TrapDoor: Malicious Campaign Against Sui and Solana Developers Attacks via npm and PyPI

|
TrapDoor: Malicious Campaign Against Sui and Solana Developers Attacks via npm and PyPI

Cybersecurity experts have detected a large-scale malicious campaign, TrapDoor, targeting developers of blockchain projects associated with the Aptos, Sui, and Solana ecosystems. The attackers aim to steal SSH keys, cryptocurrency wallet data, and cloud credentials.

This is reported by Finway

Features of the TrapDoor Malicious Campaign

Specialists from Socket Security discovered over 34 malicious packages and more than 380 of their versions that were hosted in popular repositories such as npm, PyPI, and Crates.io. The attackers carefully disguised the malware as legitimate development tools in the fields of DeFi, artificial intelligence, and blockchain development.

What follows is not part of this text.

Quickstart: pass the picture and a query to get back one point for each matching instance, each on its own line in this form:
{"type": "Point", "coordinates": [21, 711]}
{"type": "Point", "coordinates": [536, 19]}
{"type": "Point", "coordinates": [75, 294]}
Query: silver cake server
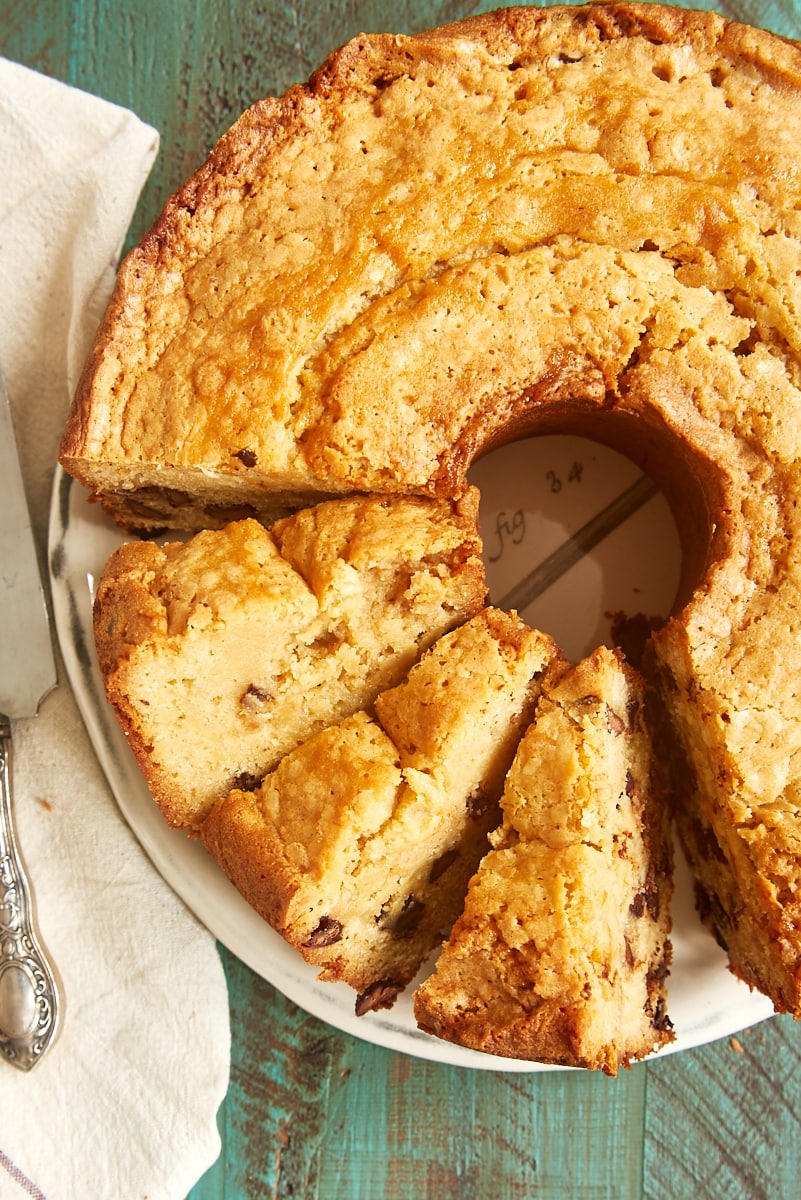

Among the dangerous packages, researchers identified ones such as sui-framework-helpers, move-analyzer-build, and sui-move-build-helper, which were published through Crates.io. This software was intended for stealing SSH keys, files containing cryptocurrency wallets, GitHub tokens, AWS credentials, and authentication data from developers’ browsers.

Interface detecting the malicious npm package TrapDoor. Data: Socket Security.

Specific mechanisms were used for infection for each programming language and ecosystem: npm postinstall hooks, Python imports, and Rust build.rs scripts. This allowed for a wide range of targeted development environments.

Disguise and Attack Targets

The names of the malicious packages were chosen to imitate legitimate development tools in the fields of cryptocurrency, DeFi, and artificial intelligence. Examples of names include crypto-credential-scanner, wallet-security-checker, defi-env-auditor, and defi-risk-scanner. Experts believe this was done to attract developers working with sensitive data, such as cloud keys and wallets.

“At Socket Security, TrapDoor was characterized as a relatively small but effective operation. It is designed for targeted attacks against developers of cryptographic and DeFi applications.”

The earliest malicious package found by researchers was [email protected], uploaded to PyPI on Friday evening. New packages were published in waves through multiple accounts, complicating the detection of the campaign at an early stage.

Experts note that such attacks are becoming increasingly common. They attribute this to the growing interest of attackers in Web3 infrastructure, tools for developing blockchain applications, and artificial intelligence.